Reading, writing, speaking and listening continues to be taught through the use of synthetic phonics (letters and sounds) and supported by a structured reading scheme (Oxford Reading Tree and Rigby Star). Children who are gifted and talented and those with additional educational needs (AEN) are identified and interventions put in place to help address their needs. Children needing further encouragement and support also may work in small groups with our team of learning support assistants (LSAs).

 

At the end of KS1 the children are assessed to report their National Curriculum attainment levels in reading, grammar, spelling and punctuation, writing, mathematics and science. 

 

German is taught by fluent speakers several times per week, with opportunities built into the curriculum so it is as immersive as possible.

 

Specialist music teachers deliver music to all classes on a weekly basis, with a focus on developing choral and basic key skills in Key Stage 1, which will support the learning of instruments throughout Key Stage 2.

 

Key Stage 2 - Years 3-6

Our Key Stage 2 curriculum is both flexible and broad, we provide practical experiences for our pupils and make links with previous learning to really enable every child to be the best learner that they can possibly be.
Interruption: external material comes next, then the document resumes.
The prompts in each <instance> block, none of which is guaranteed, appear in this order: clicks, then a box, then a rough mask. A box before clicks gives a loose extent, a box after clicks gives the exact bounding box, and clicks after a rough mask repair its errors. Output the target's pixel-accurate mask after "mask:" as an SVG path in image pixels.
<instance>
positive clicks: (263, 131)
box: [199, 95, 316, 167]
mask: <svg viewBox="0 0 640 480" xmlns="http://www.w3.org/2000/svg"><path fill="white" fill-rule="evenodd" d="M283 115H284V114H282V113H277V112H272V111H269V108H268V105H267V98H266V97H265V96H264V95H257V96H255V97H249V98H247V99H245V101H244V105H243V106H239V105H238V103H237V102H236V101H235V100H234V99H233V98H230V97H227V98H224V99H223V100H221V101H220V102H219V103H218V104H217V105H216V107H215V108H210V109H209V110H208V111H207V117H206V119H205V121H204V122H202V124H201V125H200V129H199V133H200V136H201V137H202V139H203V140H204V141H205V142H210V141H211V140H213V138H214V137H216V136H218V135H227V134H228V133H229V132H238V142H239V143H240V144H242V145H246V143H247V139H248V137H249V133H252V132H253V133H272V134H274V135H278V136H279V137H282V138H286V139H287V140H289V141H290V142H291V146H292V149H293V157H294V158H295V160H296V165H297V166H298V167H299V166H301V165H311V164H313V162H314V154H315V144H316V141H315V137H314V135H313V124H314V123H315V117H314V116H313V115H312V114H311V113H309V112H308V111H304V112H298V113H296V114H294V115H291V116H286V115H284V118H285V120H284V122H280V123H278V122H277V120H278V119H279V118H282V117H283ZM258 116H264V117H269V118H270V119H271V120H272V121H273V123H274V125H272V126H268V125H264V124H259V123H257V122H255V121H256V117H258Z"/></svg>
The children continue to follow the National Curriculum subjects as well as Personal, Social, Health Education (including Sex and Relationship Education) with citizenship otherwise known as PSHCE.

 

All learning and teaching in KS2 is based on termly themes taken from the International Primary Curriculum (IPC).  This allows children to explore subject knowledge across a range of areas, such as Art, Geography, Science and History through an overarching topic. English and Mathematics are taught daily and children also receive daily guided reading sessions, handwriting practise and spelling, punctuation and grammar (GPS). All children receive weekly spellings and are tested at the end week. All our pupils have a login for Mathletics and are encouraged to use this both in school and at home.

 

At the end of KS2 the children are assessed to report their National Curriculum age attainment levels in reading, grammar, spelling and punctuation, writing, mathematics and science. We have specialist music teachers who deliver music to all classes on a weekly basis, including strings, Clarinet and recorder throughout Key Stage 2. Individual lesson are also offered by peripatetic teachers. Our children have weekly PE lessons of which many are taught by specialist teachers. Our KS2 pupils continue to have German taught to them by fluent speakers regularly each week, with other opportunities built into the curriculum so that it continues to be as immersive as possible.